Alastair Meeks wonders whether the Royal Prerogative would really suffice
“Who? Whom?” Lenin asked. These are questions that confront the government and Parliament when determining who decides to pull the trigger to leave the EU: who is going to take control and who is going to be dictated to? We are set for a constitutional power struggle to be fought in the courtroom and the next chapter unfolds next month.
John Grisham would doubtless not start such a story with some Euro-English but truth this time is duller than fiction, so we must. Article 50 of the EU Treaty begins:
“1. Any Member State may decide to withdraw from the Union in accordance with its own constitutional requirements.
2, A Member State which decides to withdraw shall notify the European Council of its intention…”
The rest of the article then deals with the mechanics of withdrawal. For today at least we can leave those be and concentrate on how the trigger is pulled. The trigger is a decision by the member state to withdraw “in accordance with its own constitutional requirements”, following which there is an obligation on the member state to notify the Council of that intention. So everything hinges on what the constitutional requirements are.
In many member states the constitutional requirements will be set down in a single written code. Britain, of course, has no single constitutional document – its constitution is a patchwork of case law, statute and Parliamentary procedures that were responses to specific problems of the day. So how does it work here?
The government professes to have no doubt. It apparently sees the power to enter into or withdraw from treaties as an executive power that forms part of the royal prerogative. As such, it is – in its view – open to the government to do the deed at any time.
For the little that it is worth, I am sceptical. In constitutional theory, “The prerogative is the name for the remaining portion of the Crown’s original authority, and is therefore . . . the name for the residue of discretionary power left at any moment in the hands of the Crown, whether such power be in fact exercised by the King [or Queen] him[her]self or by his [her] Ministers.”
The royal prerogative has been whittled away further and further in recent years. Treaties must be laid before Parliament for 21 days before being ratified. The power to dissolve Parliament has been lost. All recent mooted military adventures have been debated in Parliament in advance, and Parliament has been in practice given the right of veto, as the vote on Syria showed.
And membership of the EU is unlike any other treaty. The EU’s reach into everyday life in the UK is direct and very substantial indeed – Leavers and Remainers alike agree on that at least. From setting employment rights to environmental protections, agricultural policies to regulating competition, the EU has a direct and deep impact on the way in which Britain works (Leavers and Remainers will differ as to whether that impact is essentially benign). If the government is able to swing the wrecking ball through that without needing Parliamentary sanction, it suggests a lack of control of the executive unparalleled in the developed world.
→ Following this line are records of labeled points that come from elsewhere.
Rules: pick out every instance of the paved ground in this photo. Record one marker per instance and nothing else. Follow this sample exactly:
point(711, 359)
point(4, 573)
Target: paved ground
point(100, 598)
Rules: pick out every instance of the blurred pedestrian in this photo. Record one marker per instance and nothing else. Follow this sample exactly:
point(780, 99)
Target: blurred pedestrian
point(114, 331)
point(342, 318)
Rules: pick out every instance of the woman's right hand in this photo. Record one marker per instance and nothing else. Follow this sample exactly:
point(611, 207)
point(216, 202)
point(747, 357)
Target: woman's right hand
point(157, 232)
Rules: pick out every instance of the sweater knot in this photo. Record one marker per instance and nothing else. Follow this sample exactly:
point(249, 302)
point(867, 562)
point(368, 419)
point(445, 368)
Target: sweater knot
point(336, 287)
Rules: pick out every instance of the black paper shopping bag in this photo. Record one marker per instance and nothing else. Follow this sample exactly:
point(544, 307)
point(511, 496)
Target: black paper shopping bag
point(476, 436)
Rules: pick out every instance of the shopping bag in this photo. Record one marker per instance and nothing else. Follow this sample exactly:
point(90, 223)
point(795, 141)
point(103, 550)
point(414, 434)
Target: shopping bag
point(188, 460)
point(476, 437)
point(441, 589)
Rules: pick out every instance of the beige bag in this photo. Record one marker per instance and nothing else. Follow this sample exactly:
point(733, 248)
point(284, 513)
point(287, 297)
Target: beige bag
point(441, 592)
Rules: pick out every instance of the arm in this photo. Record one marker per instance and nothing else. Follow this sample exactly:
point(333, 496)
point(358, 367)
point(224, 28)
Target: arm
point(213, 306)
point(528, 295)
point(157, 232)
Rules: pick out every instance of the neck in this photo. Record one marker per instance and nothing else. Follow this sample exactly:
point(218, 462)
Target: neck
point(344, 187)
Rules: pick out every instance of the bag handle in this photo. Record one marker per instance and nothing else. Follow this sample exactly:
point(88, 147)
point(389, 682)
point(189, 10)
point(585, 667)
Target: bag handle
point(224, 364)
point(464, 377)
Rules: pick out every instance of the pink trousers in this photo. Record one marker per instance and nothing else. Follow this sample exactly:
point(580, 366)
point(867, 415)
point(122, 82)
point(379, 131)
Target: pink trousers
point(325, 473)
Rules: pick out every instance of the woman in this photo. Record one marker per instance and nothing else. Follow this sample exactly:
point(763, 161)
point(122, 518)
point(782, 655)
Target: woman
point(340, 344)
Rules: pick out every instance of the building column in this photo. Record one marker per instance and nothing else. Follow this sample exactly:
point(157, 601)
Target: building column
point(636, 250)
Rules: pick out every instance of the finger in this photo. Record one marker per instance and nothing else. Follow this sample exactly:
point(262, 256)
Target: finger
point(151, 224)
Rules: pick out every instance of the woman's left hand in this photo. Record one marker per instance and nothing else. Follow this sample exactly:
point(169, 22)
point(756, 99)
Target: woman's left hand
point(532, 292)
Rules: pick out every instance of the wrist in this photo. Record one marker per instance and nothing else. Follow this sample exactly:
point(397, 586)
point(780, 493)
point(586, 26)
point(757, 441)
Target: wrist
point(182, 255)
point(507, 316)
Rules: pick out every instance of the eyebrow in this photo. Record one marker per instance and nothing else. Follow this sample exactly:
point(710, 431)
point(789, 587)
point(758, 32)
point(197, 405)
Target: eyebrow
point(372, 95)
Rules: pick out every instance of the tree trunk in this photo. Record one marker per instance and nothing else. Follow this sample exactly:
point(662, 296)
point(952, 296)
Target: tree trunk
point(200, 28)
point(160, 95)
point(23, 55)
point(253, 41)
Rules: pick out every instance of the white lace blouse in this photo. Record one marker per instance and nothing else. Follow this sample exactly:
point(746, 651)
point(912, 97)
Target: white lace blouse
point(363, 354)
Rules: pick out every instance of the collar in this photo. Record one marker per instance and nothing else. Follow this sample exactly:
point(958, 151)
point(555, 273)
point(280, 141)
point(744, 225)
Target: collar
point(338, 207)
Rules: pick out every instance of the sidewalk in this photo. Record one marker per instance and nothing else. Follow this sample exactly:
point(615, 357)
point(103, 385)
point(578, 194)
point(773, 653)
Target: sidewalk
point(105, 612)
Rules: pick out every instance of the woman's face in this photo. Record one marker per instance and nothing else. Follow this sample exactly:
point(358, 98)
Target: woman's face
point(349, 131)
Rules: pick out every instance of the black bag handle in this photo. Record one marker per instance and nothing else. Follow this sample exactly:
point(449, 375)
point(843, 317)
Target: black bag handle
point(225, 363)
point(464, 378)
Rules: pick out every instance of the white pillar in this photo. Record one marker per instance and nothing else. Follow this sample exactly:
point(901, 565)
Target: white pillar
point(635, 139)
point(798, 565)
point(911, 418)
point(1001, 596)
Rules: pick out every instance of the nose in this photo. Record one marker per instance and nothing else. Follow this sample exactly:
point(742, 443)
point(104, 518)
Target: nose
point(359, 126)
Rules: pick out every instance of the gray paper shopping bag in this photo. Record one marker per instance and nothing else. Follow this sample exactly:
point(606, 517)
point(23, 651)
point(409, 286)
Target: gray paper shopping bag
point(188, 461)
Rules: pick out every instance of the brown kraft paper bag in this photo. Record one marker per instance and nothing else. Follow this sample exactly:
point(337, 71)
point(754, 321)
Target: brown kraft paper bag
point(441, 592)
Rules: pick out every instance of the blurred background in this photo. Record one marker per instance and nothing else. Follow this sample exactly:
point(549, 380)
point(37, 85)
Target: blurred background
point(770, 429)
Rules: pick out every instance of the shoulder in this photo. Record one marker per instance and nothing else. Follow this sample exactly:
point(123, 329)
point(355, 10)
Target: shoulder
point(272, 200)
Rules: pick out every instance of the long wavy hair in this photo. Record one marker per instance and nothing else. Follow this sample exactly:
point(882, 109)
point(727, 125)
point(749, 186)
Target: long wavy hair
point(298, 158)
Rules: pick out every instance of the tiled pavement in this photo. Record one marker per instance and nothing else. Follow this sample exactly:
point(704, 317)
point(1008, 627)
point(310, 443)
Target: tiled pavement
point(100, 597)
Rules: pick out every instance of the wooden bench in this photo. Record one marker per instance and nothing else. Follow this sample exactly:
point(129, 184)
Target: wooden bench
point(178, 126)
What of the referendum? Well, not much. It was in legal terms an advisory referendum and the government – formally at least – is free to ignore it. Indeed, it is easy to construct an alternative history where the referendum went the other way but David Cameron was ousted in favour of a Brexiteering Prime Minister. Would Prime Minister Leadsom really have been legally entitled to disregard popular opinion and, without seeking the sanction of Parliament, take Britain out of the EU anyway? Logically the scope of the royal prerogative cannot be determined by the result of a non-binding referendum. Either Parliament has a say in this or it doesn’t.
So I regard it as quite likely that the courts will eventually decide that the royal prerogative in 2016 is not broad enough to allow the government to exit the EU without first getting Parliament’s approval. Either way, it will be a landmark judgement.
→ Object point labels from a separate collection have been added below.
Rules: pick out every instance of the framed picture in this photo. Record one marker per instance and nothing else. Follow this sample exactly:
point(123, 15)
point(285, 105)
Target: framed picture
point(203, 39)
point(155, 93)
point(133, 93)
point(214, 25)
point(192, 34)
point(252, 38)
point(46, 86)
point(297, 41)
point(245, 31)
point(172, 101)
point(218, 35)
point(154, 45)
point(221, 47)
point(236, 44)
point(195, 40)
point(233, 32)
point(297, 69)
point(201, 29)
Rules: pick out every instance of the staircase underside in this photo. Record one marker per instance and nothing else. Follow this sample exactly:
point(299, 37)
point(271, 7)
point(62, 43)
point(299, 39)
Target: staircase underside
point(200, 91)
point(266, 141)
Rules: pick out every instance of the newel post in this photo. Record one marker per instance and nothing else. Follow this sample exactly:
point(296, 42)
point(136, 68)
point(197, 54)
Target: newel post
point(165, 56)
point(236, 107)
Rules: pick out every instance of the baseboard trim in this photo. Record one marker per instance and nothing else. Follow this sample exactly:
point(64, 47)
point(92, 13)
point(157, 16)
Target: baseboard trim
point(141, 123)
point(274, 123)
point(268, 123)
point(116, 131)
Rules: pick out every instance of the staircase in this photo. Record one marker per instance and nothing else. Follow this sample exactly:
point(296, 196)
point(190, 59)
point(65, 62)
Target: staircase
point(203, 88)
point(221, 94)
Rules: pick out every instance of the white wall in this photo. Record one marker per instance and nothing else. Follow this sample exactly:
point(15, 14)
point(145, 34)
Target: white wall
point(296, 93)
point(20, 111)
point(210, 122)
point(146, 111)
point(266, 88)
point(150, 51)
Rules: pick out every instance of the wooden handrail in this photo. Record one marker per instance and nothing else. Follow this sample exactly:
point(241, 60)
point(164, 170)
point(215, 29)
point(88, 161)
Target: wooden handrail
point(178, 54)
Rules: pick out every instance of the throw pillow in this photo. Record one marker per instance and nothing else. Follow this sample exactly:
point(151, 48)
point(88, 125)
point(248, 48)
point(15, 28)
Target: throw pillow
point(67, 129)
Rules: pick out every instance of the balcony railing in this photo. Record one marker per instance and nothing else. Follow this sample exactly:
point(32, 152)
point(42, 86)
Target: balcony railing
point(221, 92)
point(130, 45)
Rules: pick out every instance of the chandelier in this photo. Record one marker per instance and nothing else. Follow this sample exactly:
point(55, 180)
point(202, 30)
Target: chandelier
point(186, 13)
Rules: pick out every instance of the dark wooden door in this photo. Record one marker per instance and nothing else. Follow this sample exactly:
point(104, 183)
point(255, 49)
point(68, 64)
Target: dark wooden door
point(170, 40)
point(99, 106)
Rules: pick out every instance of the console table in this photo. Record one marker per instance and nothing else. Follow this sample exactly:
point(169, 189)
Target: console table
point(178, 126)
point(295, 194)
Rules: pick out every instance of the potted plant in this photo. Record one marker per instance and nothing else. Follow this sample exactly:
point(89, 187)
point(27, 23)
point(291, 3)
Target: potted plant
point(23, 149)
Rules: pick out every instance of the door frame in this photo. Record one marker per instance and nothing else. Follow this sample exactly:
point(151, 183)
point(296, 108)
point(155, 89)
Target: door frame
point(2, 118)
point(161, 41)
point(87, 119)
That would be awkward all round. The government would need to persuade a Parliament dominated by Remainers that the time was right. And the Parliamentary Remainers would need to decide whether to fold in the face of Leavers’ mandate and if so when. Rather than outright defiance, Remainer MPs and peers are likely to use delaying tactics if given the chance, arguing that the time is not yet ripe, that further avenues need to be explored, that particular interest groups still need to be consulted.
The Romans had a good word for such people: cunctators. If Parliament does indeed have the final say over the triggering of Article 50, I expect we will hear Leavers talking a lot more about cunctators in the coming months. Perhaps Leavers really have yet to take control.